Half Dome View from Glacier Point
Half Dome View from Glacier Point

Lava rock on the Big of Island of Hawaii becomes soft black sand after eons of weathering and erosion.

Hawaii's Black Sand Beach
Black Sand Beach

I found a snowy egret weathering a little breeze while standing on the weathered rocks of Point Loma in San Diego. Submitted for Lisa’s Bird Weekly Challenge: Shorebirds

Snowy egret stands in grace
Egret enjoying San Diego

Weathering Uncertainty

While we are on the subject of “weathered,” I must share that I just weathered a mild case of Covid! I was likely exposed to my dear niece and nephew on our drive north three weeks ago. Once home a week later, both hubby and I felt like we had mild head colds. My nephew called Sunday, October 25 to announce they both tested positive. By Thursday, I noticed I completely lost my senses of taste and smell and immediately contacted Kaiser and took a test that day. I got the results last Sunday.

Photo by Polina Tankilevitch on

This photo was taken of me and hubby last October 2019 BC (before Covid), when families could still safely get together!

celebrating a birthday

The quarantine process is complicated, but I stayed home for 10 days from the onset of symptoms. My hubby did not test, because, by the time I got my results, his symptoms were long gone. Our doctor said he would not test positive since very little viral load was left in his system. Because I tested positive, hubby had to call work and was told he had to be off of work for two weeks while receiving emergency medical leave pay. Score! Plenty of time to work on the house!
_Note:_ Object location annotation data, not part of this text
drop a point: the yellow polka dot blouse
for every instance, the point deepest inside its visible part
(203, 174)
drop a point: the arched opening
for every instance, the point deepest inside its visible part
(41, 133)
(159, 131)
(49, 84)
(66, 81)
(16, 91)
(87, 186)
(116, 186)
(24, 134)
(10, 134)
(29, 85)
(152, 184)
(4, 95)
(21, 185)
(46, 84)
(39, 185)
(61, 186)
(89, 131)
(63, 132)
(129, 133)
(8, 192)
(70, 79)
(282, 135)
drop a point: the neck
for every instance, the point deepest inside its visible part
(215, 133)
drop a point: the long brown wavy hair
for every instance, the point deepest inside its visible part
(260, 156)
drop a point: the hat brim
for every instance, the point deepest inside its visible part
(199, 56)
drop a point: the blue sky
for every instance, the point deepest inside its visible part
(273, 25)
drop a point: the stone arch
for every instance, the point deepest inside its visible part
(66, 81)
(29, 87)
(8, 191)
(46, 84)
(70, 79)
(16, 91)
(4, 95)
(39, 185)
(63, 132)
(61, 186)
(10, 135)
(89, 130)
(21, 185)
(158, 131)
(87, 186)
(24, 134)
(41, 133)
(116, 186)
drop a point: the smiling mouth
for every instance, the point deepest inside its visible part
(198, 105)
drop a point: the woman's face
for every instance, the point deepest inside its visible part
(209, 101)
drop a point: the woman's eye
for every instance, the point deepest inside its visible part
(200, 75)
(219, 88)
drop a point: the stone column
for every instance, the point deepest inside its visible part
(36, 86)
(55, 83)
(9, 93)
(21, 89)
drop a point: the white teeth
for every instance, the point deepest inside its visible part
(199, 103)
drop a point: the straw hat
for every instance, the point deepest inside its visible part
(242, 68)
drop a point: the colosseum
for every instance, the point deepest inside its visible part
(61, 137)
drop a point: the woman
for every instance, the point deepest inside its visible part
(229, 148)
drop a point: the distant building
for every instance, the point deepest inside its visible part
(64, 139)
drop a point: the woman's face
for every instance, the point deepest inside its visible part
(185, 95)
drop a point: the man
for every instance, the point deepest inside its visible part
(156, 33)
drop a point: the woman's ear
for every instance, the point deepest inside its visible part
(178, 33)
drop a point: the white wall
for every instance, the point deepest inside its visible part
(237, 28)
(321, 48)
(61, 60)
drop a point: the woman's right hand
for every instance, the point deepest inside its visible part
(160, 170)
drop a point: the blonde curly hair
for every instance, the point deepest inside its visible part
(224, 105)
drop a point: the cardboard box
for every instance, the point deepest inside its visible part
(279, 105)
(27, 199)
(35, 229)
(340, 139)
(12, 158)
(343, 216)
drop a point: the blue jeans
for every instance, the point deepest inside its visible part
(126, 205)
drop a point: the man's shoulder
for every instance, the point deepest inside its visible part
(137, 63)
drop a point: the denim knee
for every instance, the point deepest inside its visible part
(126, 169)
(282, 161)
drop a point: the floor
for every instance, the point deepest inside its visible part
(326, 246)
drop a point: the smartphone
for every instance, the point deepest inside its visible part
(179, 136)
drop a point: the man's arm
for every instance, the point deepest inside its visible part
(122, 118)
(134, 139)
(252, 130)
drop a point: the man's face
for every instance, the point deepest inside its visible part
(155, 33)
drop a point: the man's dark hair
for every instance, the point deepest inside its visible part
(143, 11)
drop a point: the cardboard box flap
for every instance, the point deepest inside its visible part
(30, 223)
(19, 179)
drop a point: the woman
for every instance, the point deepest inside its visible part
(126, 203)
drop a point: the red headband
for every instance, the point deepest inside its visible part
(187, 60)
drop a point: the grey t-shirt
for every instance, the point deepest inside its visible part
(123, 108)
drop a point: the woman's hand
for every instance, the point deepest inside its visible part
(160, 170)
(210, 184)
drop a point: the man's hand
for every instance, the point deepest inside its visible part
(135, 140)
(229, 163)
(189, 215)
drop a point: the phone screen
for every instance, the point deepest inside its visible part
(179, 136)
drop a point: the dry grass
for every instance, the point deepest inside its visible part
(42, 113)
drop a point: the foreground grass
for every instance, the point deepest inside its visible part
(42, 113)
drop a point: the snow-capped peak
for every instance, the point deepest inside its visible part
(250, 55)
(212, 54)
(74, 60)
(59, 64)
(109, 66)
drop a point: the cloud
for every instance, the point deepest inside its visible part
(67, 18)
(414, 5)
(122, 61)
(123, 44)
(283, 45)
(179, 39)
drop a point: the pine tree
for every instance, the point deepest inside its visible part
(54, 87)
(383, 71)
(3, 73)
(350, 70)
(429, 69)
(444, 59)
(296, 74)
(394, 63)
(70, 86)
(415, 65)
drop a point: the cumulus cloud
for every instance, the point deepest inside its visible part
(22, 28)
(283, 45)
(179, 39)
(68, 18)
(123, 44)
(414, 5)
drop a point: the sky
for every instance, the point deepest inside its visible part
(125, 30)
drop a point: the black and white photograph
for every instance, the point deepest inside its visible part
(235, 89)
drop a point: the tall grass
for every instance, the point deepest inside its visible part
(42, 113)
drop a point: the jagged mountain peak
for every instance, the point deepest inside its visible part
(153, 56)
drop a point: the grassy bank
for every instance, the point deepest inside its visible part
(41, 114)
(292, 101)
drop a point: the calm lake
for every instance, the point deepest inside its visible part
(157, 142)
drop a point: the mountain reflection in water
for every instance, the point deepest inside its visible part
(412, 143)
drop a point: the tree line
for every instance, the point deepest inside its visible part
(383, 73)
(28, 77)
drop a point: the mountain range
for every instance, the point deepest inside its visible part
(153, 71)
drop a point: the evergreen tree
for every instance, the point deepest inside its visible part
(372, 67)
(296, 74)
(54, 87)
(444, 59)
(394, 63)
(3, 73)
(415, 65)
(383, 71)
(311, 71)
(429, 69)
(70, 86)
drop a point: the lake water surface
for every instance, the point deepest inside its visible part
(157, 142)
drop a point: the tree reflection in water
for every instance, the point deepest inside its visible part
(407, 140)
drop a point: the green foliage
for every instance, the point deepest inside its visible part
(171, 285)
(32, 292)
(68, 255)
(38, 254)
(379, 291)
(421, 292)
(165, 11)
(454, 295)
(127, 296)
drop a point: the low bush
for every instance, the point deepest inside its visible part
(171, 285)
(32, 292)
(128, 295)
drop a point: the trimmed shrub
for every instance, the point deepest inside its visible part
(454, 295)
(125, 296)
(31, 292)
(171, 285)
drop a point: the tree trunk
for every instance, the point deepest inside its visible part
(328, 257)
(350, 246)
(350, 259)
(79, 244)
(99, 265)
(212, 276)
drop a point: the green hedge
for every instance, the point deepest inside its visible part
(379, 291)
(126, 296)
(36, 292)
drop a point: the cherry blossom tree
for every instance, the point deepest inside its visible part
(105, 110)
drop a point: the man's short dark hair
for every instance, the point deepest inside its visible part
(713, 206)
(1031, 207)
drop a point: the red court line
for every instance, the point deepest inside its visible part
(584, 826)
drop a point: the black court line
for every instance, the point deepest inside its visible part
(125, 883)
Once you test positive, your medical provider must share information with your local public health organization. Sacramento County Public Health texted me to complete surveys. Not only did I become a statistic here in Sacramento, but medical staff also phoned several times to check on me. They continually asked me if I had a fever or shortness of breath, hallmark symptoms of Covid, but which I never had. Other than the loss of taste and smell, I would have never suspected I had joined the Covid Club.

What sort of uncertainty have you weathered lately? Let’s leave politics out of this for now and just enjoy this photo challenge! I wish you all good health and a swift goodbye to 2020 in a few short weeks!